L’ICT nelle imprese italiane
L’Istat ha divulgato il rapporto sullo stato delle tecnologie dell’informazione e della comunicazione all’interno delle imprese italiane nell’anno 2011. Ne emerge che il quasi la totalità delle imprese ha una connessione a internet ed è potenzialmente pronta a cavalcare l’onda dell’innovazione secondo le direttive europee, ma le infrastrutture italiane non sono ancora adeguate a supportare la velocità dei collegamenti
Il 94,3% delle imprese con più di 10 addetti ha la connessione a internet; l’88,3% di esse, pur essendo connessa con tecnologie a banda larga, per il 73,3% dispone ancora di velocità troppo basse: inferiori ai 10 Mbit per secondo. Da ciò emerge la necessità di predisporre le infrastrutture ad hoc per aumentare la velocità di accesso alle informazioni, soprattutto dal momento che le aziende italiane dovranno d’ora in avanti comunicare solo tramite internet con gli uffici pubblici.
L’adeguamento alle normative europee pone dei vincoli che non si riusciranno ad assecondare se il Governo non impone un salto in avanti per quanto concerne i collegamenti tramite banda larga – reali e non solo vantati – per tutto il territorio nazionale.
Non si può pretendere che le aziende operino correttamente in questo ambito se non le si supporta mediante controlli sulle linee di comunicazione per verificare che, quando si paga per un accesso alla banda larga e per una velocità di connessione adeguata a scaricare/elaborare/inviare la mole di dati necessaria ad espletare le pratiche burocratiche via internet, tale accesso e tale velocità siano effettivi. Non basta infatti dire alle aziende che d’ora in poi, per una maggior semplificazione degli adempimenti, dovranno operare tramite web; occorre anche metterle in condizione di poterlo fare nel migliore dei modi.
Non è un caso se nel 2010 solo il 65,2% delle imprese ha usato i servizi online della Pubblica Amministrazione e solo il 39,3% ha inviato alla PA moduli compilati online. Consideriamo che tra questi moduli sono comprese le dichiarazione relative al reddito d’impresa, all’IVA, alla dogana, ai contributi dei dipendenti; si tratta pertanto di un servizio quanto mai utile che però è stato sottoutilizzato. Il motivo, secondo i dati raccolti dall’Istat, sta nell’eccessiva difficoltà e nel dispendio di tempo richiesto dalle procedure amministrative online, che invece dovrebbero “semplificare la vita” alle imprenditrici e agli imprenditori. In realtà, dal momento in cui la stessa PA richiede un successivo ulteriore invio delle stesse pratiche anche in forma cartacea, per un’impresa su due ciò equivale a uno spreco di tempo, che vanifica le potenzialità di risparmio temporale offerte dal web.

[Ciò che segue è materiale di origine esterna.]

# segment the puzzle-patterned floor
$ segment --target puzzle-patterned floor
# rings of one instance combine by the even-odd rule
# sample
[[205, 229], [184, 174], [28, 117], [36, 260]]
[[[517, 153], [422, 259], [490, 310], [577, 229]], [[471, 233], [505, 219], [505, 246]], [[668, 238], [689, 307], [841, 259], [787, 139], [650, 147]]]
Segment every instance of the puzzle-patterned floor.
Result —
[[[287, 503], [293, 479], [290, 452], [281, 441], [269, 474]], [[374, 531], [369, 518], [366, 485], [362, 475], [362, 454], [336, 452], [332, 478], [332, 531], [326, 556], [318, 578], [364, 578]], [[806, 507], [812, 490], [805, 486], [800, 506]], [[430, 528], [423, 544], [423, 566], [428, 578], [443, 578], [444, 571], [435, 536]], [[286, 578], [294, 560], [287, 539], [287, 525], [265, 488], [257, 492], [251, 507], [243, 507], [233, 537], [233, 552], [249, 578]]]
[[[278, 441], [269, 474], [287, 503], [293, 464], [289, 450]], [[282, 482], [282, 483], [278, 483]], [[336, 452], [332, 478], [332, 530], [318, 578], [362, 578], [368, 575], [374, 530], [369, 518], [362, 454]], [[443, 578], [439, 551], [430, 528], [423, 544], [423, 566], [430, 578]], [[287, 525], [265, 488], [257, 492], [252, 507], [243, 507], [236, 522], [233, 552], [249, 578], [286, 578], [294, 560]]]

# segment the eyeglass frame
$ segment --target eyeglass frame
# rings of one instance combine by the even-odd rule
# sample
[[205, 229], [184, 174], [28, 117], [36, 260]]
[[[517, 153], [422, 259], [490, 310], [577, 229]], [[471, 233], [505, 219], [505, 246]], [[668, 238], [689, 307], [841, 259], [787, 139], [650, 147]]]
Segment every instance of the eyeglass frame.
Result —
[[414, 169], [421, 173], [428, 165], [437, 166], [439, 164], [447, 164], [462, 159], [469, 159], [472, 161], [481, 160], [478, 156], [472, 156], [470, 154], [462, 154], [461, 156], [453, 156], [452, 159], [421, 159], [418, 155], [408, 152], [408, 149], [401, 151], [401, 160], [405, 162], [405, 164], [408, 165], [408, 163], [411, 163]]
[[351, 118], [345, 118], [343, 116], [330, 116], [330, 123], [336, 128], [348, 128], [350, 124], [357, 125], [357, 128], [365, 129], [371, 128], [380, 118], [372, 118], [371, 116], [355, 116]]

Per quanto concerne i rapporti tra imprese e altri soggetti, come altre imprese o banche, per il 56% delle aziende essi sono automatizzati. Il commercio elettronico viene effettuato da tre imprese su dieci, ma sono pochissime quelle che vendono online i propri prodotti o servizi: si tratta solo del 5,4% delle imprese e del 5% del proprio fatturato, nonostante il mercato dell’online sia in netta crescita. Ciò significa che ancora non tutte le aziende riescono a comprendere come utilizzare al meglio le opportunità offerte dal web, quelle che ne sanno approfittare maggiormente sono le imprese editoriale e quelle alberghiere. D’altro canto si ricorda che il 95% delle imprese italiane sono micro e PMI, e che il divario tra queste e le grandi imprese è ancora molto accentuato: per quanto riguarda l’utilizzo delle tecnologie di terza generazione, il commercio elettronico e per l’accesso a internet con tutti i servizi collegati, compresi i moduli per la PA e le procedure amministrative, è di oltre il 30%.
Altro tema caldo è quello delle tecnologie verdi o Green ICT: ormai un’impresa su due adotta iniziative finalizzate a ridurre il consumo energetico degli apparecchi elettronici per l’informazione e la comunicazione, anche in considerazione del fatto che l’innovazione tecnologica sostenibile è altamente sostenuta dall’Unione Europea che eroga fondi, distribuiti a livello regionale, a questo scopo. Ciononostante, in Italia si hanno ancora problemi a reperire personale esperto in tal senso e qui è proprio la mancanza di tecnici competenti a fare da freno alle aziende.